Coaches and programs have long used attendance boards and log books to encourage better attendance. There’s a good reason why—they work.
From the swimmer who shows up late, to the swimmer who leaves early, to the swimmer who doesn’t show up at all, absenteeism and missing parts of the workouts is something coaches and teams all struggle with from time to time.
Swim practices are interrupted, main sets aren’t swum to completion, and the cry of “But he got out early, so why can’t we?” echo across the lane lines.
The problems that happen with shaky attendance and uneven workout completion are obvious:
- Coaches spend more time trying to correct absenteeism than working with directly with athletes.
- Swimmers who miss workouts regularly swim poorly in competition and then wonder what happened.
- Practices are disrupted, not completed, or not done at all.
In other words, all sorts of moldy sogginess.
While there is always going to be the random case for missing practice, it becomes a problem when it becomes habitual, and more importantly, infects the rest of the team or group with low standards.
How to Improve Group and Team Attendance
Recently while on deck at one of the pools I swim at I was performing my usual set of arm swings pre-swim, when I noticed an attendance sheet on the corkboard for one of the local swim teams.
Blue stars for the swimmers who made the whole week, and checkmarks for respective AM and PM sessions. In an age where we seem to be trying to tech the chlorine out of everything from our steps to our stroke rate, it was refreshing to see that some old school tools stand the test of time.
#1: The Attendance Board
Your classic attendance board, where each swimmer has their names and a series of checkmarks (or blank spaces) beside each practice, is stunningly effective at improving punctuality and attendance.
One study performed in the 1970’s with a team from Nova Scotia, Canada, sought to figure out how effective an attendance board, made publicly available and freely visible on the pool deck, would fare in helping encourage better attendance and even effort in practice.
Each day, the group, composed of 32 swimmers between the age of 9 and 16 would write out a check mark each time they attended and completed a practice. The top of the board was also reserved for those with the best attendance.
The attendance of the group was recorded in this manner for two months, with lateness and get-out-of-earlyness tallied as well.
And the results?
- Absenteeism went down by 45%
- Late arrivals was reduced by 63%
- And those swimmers who always seem to need to get out early?

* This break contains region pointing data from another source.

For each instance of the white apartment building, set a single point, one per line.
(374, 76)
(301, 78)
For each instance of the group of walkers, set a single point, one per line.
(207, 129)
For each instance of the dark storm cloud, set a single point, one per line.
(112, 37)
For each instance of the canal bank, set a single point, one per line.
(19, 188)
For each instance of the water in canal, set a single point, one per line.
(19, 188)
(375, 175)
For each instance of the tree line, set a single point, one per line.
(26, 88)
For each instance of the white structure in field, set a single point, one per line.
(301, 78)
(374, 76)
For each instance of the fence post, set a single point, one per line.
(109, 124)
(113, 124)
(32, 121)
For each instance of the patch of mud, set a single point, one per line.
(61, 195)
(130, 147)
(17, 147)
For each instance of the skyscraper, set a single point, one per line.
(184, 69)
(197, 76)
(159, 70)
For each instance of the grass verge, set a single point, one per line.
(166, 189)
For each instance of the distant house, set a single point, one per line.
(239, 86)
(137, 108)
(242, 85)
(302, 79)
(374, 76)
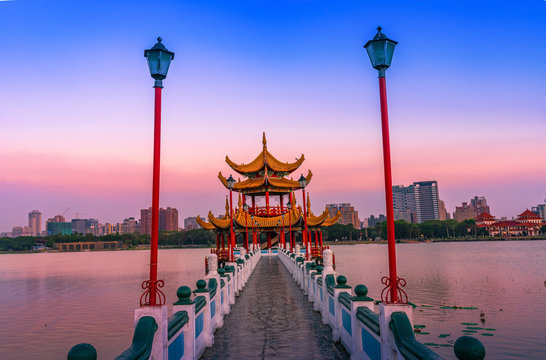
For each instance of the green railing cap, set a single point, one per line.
(342, 282)
(361, 292)
(201, 285)
(184, 296)
(82, 352)
(469, 348)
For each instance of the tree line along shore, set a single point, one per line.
(447, 230)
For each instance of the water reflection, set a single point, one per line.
(501, 280)
(49, 302)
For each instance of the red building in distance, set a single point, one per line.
(526, 224)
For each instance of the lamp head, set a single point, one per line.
(159, 60)
(380, 50)
(302, 181)
(231, 182)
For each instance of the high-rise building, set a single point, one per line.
(129, 226)
(35, 222)
(348, 214)
(403, 200)
(478, 205)
(57, 227)
(168, 220)
(444, 215)
(85, 226)
(427, 201)
(540, 210)
(146, 221)
(79, 226)
(373, 221)
(190, 223)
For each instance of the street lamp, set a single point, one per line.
(159, 60)
(289, 204)
(231, 184)
(245, 208)
(380, 50)
(253, 232)
(303, 183)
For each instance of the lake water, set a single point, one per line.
(52, 301)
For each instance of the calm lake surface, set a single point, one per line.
(52, 301)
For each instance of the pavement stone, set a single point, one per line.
(272, 319)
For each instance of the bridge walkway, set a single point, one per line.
(272, 319)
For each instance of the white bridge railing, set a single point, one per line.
(365, 333)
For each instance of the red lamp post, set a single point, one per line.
(159, 60)
(231, 185)
(303, 183)
(245, 208)
(289, 205)
(380, 50)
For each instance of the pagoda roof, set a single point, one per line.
(272, 184)
(485, 216)
(243, 219)
(529, 215)
(265, 160)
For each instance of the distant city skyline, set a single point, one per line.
(77, 131)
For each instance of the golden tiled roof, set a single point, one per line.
(205, 225)
(331, 221)
(243, 219)
(265, 158)
(273, 183)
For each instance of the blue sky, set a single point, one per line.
(466, 100)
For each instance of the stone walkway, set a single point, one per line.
(272, 319)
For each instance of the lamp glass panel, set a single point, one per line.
(369, 49)
(379, 53)
(164, 62)
(153, 61)
(390, 51)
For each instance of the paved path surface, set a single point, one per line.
(272, 319)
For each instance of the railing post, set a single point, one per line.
(159, 313)
(317, 306)
(389, 350)
(359, 300)
(207, 326)
(186, 304)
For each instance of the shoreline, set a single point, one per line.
(345, 242)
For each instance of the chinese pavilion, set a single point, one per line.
(266, 178)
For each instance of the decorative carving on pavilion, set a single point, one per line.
(267, 176)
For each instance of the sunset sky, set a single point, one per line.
(467, 101)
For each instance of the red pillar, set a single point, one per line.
(267, 202)
(388, 190)
(232, 235)
(304, 232)
(155, 197)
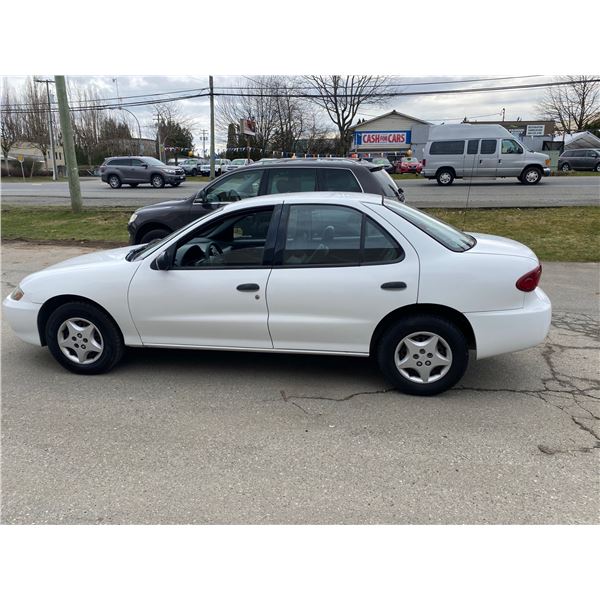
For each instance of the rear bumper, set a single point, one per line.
(498, 332)
(22, 317)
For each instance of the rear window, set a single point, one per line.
(441, 232)
(450, 147)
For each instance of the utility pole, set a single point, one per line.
(69, 144)
(50, 127)
(212, 128)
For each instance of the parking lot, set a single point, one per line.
(552, 191)
(209, 437)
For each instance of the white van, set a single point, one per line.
(471, 150)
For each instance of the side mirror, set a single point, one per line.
(162, 261)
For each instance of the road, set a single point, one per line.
(208, 437)
(553, 191)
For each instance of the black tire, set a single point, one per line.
(451, 338)
(445, 177)
(157, 181)
(79, 313)
(531, 176)
(155, 234)
(114, 181)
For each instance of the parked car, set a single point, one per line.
(287, 175)
(236, 163)
(318, 273)
(191, 166)
(409, 164)
(580, 160)
(220, 166)
(134, 170)
(469, 150)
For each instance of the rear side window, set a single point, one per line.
(451, 147)
(338, 180)
(488, 146)
(472, 146)
(285, 181)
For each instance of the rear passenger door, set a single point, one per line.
(325, 290)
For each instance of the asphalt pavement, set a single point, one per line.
(218, 437)
(552, 191)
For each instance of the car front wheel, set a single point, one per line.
(424, 355)
(83, 339)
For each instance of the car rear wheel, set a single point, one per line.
(423, 355)
(445, 177)
(114, 181)
(83, 339)
(157, 181)
(154, 234)
(531, 176)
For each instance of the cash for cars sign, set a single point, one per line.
(381, 138)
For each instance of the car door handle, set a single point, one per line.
(393, 285)
(248, 287)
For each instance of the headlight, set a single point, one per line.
(17, 294)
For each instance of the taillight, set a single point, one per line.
(530, 280)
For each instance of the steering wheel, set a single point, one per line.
(213, 250)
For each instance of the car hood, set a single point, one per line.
(494, 244)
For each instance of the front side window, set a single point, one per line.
(285, 181)
(511, 147)
(236, 240)
(339, 180)
(239, 185)
(450, 147)
(335, 236)
(488, 146)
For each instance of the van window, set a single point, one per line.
(488, 146)
(511, 147)
(453, 147)
(472, 146)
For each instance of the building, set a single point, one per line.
(390, 135)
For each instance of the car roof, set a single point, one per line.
(346, 198)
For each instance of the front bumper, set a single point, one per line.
(497, 332)
(22, 317)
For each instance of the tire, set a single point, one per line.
(81, 352)
(155, 234)
(445, 177)
(157, 181)
(531, 176)
(449, 349)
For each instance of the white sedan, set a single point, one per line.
(318, 273)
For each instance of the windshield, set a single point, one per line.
(147, 249)
(387, 183)
(153, 161)
(441, 232)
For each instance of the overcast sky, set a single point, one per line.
(436, 108)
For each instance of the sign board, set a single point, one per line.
(535, 130)
(381, 138)
(248, 126)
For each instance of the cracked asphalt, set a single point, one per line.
(209, 437)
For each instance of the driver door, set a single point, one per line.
(214, 293)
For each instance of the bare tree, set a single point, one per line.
(10, 123)
(574, 106)
(342, 96)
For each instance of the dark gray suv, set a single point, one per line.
(584, 159)
(260, 179)
(134, 170)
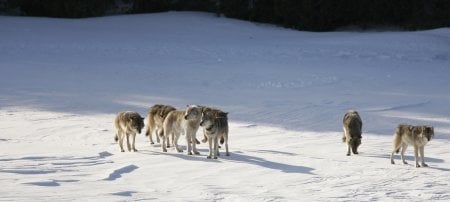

Completely evaporated. 100% suppressed.
Some other notes on this particular study:
- Follow-up with the team and coaches found the attendance board to continue to have a positive effect on attendance.
- Swimmers were in charge of writing out their own attendance. Two of the older athletes on the team supervised the use of the board.
- The coaches, outside of explaining how the board worked, did very little in having to follow up with attendance.
- There was the option of make-up practices on Sundays and in the AM for swimmers who missed workouts.
- Feedback from the coaches and swimmers noted that the reasons attendance improved so drastically was social; the peer pressure, being recognized for consistent attendance, and the praise and approval that came with showing up and doing the workouts played pivotal roles.
#2: The Log Book
It probably won’t come as a big surprise that logging workouts helps get swimmers be more consistent in the water.
There are a bunch of reasons that writing out swim practices can help swimmers be better in practice. From helping to develop self-awareness, to setting better goals, to keeping you motivated during those long stretches of hard training.
But, as it turns out, keeping a log book can also help swimmers make more workouts and show up on time as well.
Another study of swimmers, this time a group of 26 Canadian intercollegiate swimmers, had them use a training log to write out their workouts when they got home from practice for just under a month.
- Attendance and punctuality improved, particularly over the first 17 days of self-monitoring with the log books.
- The swimmers also became more likely to analyze the quality of their training, which indicated an increase in self-awareness and personal accountability.
Chasing excellence in the pool is tough stuff. The journey is fraught with doubt, setbacks, injury, and the occasional heartbreaking DQ.
When swimmers show up to practice late, get out early, or otherwise miss sessions, they are not only hamstringing their own success and making things exponentially harder on themselves, they are also sabotaging the team culture.
Whether you are aspiring to go to the Olympics, make your high school team, or just shave a second off your PB, success in the pool, as with just about everything else in life, starts with showing up.